Beyond Helping Sciences
By: Ethel C. Swartley, Center for World Languages & Cultures
Participating in this community of practice stretched my thinking about what it means to be “community-engaged” in my teaching, and in many ways it showed me how little I knew! Among other things, it helped me to realize that this is not just a matter of “developing practical projects” for classes or “doing deeds for the public good”. Although I’ve always been concerned about social justice, I think my prior teaching engagements in the community were largely limited to these two ways of thinking. If I was teaching a language class and wanted to do an out-of-class project, I needed to justify it by having a language objective, right? In fact, perhaps I was using the community to meet my goals even as I was asking my students to “serve” the needs of the community. I saw this naively as a win-win, but this COP has forced me to ask whether my previous projects have been too simplistic, and too self(DU)-centered.

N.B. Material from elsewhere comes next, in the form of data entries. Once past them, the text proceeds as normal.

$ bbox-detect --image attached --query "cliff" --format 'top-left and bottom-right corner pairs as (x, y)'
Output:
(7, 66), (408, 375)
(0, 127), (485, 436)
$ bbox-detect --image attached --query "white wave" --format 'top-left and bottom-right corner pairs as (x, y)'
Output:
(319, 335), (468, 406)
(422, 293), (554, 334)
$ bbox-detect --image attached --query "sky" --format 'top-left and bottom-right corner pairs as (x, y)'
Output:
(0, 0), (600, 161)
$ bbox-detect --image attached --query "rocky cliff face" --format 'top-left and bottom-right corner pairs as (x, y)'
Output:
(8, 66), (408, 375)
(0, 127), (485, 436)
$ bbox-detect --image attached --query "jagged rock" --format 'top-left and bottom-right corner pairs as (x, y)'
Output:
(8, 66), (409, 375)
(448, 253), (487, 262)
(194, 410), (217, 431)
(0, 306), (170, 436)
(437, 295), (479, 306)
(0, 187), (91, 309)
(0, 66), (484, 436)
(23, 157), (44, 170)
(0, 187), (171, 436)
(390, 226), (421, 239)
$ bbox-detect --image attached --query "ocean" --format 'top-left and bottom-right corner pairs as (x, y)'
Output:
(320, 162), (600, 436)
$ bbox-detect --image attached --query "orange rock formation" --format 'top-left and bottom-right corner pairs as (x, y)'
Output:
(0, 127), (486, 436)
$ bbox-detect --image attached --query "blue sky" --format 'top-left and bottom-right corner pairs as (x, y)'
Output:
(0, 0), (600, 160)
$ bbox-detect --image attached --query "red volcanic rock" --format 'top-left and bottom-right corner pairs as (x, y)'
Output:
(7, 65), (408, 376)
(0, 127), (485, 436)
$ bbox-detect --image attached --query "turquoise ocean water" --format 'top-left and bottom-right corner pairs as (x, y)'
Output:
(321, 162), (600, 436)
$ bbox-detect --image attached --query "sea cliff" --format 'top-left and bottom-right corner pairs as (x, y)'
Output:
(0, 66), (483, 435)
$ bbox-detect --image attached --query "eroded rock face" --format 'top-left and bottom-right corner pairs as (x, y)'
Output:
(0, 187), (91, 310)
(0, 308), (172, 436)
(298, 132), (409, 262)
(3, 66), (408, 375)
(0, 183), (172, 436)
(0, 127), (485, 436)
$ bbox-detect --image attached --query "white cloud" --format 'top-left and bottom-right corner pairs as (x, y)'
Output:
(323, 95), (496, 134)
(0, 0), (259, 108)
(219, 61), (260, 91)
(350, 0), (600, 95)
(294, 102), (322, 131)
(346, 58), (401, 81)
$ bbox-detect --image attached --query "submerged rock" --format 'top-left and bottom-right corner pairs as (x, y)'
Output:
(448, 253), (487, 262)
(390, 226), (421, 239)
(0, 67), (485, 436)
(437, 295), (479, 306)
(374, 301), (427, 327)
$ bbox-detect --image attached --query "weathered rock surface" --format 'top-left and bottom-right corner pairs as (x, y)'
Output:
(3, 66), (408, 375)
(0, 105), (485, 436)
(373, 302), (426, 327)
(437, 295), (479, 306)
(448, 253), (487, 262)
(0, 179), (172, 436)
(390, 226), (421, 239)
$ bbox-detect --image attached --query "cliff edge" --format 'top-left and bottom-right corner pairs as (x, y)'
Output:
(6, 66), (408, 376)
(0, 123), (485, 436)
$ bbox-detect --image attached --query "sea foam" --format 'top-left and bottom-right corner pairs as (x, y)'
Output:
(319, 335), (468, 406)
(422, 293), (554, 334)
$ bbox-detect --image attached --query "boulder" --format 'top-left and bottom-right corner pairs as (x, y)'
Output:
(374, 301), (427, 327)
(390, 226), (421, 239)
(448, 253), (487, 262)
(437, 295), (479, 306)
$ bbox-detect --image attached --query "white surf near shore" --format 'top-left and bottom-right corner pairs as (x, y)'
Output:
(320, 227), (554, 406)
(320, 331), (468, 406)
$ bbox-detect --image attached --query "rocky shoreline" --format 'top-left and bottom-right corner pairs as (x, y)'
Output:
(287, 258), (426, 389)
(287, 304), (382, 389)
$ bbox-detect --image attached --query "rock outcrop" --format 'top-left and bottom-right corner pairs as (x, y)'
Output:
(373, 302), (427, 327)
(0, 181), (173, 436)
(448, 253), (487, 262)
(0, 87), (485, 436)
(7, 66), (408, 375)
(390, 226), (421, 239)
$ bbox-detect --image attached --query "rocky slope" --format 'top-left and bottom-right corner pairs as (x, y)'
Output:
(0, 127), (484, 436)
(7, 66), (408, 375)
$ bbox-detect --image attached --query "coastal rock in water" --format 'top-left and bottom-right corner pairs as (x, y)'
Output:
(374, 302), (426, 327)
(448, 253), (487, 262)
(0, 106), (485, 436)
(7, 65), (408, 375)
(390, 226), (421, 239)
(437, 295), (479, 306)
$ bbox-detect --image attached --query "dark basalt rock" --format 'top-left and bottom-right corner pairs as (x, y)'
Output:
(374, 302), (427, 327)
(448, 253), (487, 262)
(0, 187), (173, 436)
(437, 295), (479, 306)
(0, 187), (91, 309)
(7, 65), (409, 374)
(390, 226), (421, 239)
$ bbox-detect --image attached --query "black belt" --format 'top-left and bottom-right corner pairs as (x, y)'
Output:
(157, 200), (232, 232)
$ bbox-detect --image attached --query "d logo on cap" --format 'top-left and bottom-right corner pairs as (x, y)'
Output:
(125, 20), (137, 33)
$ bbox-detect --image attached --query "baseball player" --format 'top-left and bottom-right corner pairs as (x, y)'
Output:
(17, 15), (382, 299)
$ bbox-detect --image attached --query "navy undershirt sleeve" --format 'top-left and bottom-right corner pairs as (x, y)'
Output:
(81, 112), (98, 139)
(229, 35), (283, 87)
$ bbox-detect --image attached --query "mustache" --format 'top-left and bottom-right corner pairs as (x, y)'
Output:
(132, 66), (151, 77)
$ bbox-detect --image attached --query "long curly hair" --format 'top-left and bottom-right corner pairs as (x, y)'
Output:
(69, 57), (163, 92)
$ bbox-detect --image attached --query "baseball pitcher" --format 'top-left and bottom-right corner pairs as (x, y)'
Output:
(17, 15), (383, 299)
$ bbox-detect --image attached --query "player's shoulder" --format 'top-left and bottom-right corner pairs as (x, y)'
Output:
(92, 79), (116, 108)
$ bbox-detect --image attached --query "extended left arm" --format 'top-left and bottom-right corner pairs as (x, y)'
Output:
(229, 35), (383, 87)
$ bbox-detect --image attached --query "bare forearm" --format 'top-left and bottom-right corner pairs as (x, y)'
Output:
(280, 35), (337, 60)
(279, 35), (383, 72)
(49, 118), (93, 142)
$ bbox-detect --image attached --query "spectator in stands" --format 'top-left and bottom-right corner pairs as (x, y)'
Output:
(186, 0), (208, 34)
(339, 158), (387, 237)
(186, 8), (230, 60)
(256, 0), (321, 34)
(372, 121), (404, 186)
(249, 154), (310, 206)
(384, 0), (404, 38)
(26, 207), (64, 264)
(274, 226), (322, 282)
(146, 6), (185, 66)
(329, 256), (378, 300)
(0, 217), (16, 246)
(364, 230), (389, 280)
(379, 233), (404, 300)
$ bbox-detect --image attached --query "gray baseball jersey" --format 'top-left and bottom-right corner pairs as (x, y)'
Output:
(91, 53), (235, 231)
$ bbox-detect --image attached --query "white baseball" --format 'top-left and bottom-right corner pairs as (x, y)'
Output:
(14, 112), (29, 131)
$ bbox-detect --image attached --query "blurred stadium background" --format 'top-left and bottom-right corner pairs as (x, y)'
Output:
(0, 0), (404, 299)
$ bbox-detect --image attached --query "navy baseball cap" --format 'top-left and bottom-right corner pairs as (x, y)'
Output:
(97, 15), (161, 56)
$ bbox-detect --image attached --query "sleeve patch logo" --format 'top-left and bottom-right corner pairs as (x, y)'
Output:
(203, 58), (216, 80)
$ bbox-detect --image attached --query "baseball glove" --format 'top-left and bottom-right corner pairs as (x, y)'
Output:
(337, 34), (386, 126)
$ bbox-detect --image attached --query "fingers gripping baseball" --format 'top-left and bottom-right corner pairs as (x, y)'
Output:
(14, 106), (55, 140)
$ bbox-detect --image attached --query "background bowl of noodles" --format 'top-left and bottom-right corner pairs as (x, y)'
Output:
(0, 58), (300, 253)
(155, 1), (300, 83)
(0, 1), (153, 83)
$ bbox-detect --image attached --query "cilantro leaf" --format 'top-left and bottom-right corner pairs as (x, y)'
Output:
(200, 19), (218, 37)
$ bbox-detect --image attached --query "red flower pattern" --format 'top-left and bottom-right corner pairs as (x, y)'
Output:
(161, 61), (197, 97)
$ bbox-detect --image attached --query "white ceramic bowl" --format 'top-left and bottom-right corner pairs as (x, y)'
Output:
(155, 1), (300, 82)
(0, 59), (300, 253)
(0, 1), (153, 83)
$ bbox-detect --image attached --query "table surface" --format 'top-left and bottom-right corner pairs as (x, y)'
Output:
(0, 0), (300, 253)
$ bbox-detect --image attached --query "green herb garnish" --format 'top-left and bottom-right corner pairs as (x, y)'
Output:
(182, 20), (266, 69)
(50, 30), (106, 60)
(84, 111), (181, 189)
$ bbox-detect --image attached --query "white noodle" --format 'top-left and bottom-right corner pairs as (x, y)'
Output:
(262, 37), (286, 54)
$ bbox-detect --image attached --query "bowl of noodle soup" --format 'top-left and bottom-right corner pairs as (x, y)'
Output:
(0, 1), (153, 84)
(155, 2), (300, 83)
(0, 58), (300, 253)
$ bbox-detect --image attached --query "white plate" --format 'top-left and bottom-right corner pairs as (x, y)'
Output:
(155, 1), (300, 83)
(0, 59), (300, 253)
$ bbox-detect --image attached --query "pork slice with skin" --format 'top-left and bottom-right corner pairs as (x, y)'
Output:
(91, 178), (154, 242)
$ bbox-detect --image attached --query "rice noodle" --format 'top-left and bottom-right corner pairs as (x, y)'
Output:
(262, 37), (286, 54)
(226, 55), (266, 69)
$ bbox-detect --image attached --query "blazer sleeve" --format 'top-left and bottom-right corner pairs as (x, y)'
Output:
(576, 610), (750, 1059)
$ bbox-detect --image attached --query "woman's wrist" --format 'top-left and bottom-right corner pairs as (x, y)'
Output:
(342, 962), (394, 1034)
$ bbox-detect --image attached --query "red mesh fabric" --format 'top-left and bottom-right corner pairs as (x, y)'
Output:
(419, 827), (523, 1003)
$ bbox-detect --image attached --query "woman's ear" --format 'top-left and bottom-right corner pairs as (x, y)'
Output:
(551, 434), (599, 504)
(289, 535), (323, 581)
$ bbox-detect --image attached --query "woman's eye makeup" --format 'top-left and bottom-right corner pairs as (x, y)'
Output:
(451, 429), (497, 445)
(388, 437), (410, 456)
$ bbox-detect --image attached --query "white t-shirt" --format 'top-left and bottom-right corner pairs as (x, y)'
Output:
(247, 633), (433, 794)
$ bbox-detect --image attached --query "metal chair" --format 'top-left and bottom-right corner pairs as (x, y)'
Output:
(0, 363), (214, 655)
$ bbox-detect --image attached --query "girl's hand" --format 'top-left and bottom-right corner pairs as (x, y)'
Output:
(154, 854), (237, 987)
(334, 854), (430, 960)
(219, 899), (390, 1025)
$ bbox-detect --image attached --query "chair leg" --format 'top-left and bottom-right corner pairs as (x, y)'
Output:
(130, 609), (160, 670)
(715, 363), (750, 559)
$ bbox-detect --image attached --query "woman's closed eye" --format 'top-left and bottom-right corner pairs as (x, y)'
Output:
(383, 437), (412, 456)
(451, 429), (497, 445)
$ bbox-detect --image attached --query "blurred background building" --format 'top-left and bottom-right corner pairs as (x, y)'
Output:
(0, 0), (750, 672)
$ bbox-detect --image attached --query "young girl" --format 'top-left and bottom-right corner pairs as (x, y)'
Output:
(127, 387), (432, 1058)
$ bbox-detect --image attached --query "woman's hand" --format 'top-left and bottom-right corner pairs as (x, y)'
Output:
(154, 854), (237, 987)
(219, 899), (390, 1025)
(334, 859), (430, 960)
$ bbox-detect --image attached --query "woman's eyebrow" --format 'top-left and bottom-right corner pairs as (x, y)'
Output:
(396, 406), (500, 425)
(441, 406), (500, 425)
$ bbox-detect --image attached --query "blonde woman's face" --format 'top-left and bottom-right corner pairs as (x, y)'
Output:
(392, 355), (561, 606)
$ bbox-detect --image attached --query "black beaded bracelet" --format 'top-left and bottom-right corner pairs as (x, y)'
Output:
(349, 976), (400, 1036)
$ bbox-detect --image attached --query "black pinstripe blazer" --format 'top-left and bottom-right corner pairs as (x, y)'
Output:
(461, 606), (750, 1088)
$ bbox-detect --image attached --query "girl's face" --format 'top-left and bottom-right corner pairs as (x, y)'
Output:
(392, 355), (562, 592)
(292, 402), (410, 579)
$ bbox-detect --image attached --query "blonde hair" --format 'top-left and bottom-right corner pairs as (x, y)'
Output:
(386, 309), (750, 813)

Before joining this group, I wasn’t aware of how much research has been done surrounding the connection between education and community. I think I previously saw community engagement as a means for giving my students opportunities for authentic language practice – a way of giving students practical applications for their learning – or maybe I saw community-engaged learning as mostly the domain of “social work” and the “helping sciences.” Since I started my academic career in the social sciences, I easily saw community engagement as a natural part of those fields. If I thought beyond this, I probably saw community-engaged scholarship as scientists developing things that were good for “real business” or that solved human problems.
Community-engaged practice can, of course, do all of these things, but it is (or should be) much more. Through the COP, I became aware of what broad multidisciplinary research has been done about this topic, and I realized that many colleagues in different fields are asking similar questions and working toward common goals. I felt encouraged because the COP forced me to ask deeper and more valuable questions. We wrestled with the effects our engagement can have (positive or negative) on the communities we connect with, and we questioned the very nature of higher education. These discussions made my earlier assumptions and applications seem very small. Yet, when it was my turn to lead a session, that very sense of my own “smallness” pushed me to research and learn, to dig into why I do what I do in community engagement and to think more “largely” about what I and my students can contribute and how we can be a part of the world as a whole.
I am grateful to the community of practice for challenging me to be humble and always in learning posture.